Velocity model technique is routinely used to convert data from the time-to-depth domain to support prospect evaluation, reservoir modelling, well engineering, and further drilling operation. In Vietnam, the conventional velocity model building workflow oversimplifies the interval velocities as only well interval velocities are populated into 2D grids for depth conversion or oversimplified calibration interval velocities by applying a single scaling factor function.

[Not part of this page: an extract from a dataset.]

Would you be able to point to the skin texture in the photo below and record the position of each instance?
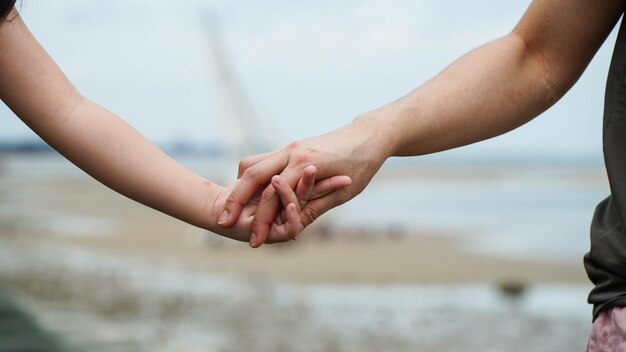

This study explores the 3D velocity model workflow to obtain accurate and high-resolution interval velocities using a machine learning approach for both fields A and B in Cuu Long basin, offshore Vietnam. To design an effective approach to depth conversion, the anisotropy factor analysis was performed to understand the differences between the seismic and well interval velocities in geological layer in the 3D structural model. The seismic interval velocity was multiplied by the anisotropy factor to achieve the scaling seismic interval velocity. The scaling seismic interval velocity, elastic attributes, geometric attributes, structural and stratigraphic attributes were used as training features (variables) for predicting interval velocity using the supervised learning algorithm in the machine learning model. Supervised learning offers an opportunity to develop an expert-knowledge-based automated system, which incorporates both domain knowledge and quantitative data mining [1]. The random forest regression algorithms were selected for predicting interval velocity after evaluating several machine learning algorithms. To provide insight into the uncertainty of final interval velocity, a depth uncertainty analysis was conducted using a blind well test for 24 wells and 7 horizons. The comprehensive 3D velocity model using machine learning approach was built for the first time in Cuu Long basin, offshore Vietnam. The result showed the machine learning algorithm can address the disadvantages of conventional velocity calibration to create highly accurate depth representations of the subsurface including a measure of the uncertainty.
三维速度模型中地震层速度标定的机器学习方法
速度模型技术通常用于转换时间-深度域的数据,以支持前景评估、油藏建模、井工程和进一步的钻井作业。在越南,传统的速度模型建立工作流程过度简化了层速度,因为只有井层速度被填充到二维网格中进行深度转换,或者通过应用单一比例因子函数过度简化了校准层速度。该研究探索了3D速度模型工作流程,利用机器学习方法获得越南Cuu Long盆地a和B油田的精确和高分辨率层速。为了设计一种有效的深度转换方法,进行了各向异性因素分析,以了解三维结构模型中地质层地震和井间速度之间的差异。将地震层速度与各向异性因子相乘,得到尺度地震层速度。利用机器学习模型中的监督学习算法,将尺度地震层速度、弹性属性、几何属性、构造和地层属性作为预测层速度的训练特征(变量)。监督学习为开发基于专家知识的自动化系统提供了机会,该系统结合了领域知识和定量数据挖掘[1]。在评估了几种机器学习算法后,选择随机森林回归算法来预测区间速度。为了深入了解最终层速的不确定性,对24口井和7个层位进行了盲井测试,进行了深度不确定性分析。首次使用机器学习方法在越南近海Cuu Long盆地建立了全面的三维速度模型。结果表明,机器学习算法可以解决传统速度校准的缺点,以创建高精度的地下深度表示,包括测量不确定性。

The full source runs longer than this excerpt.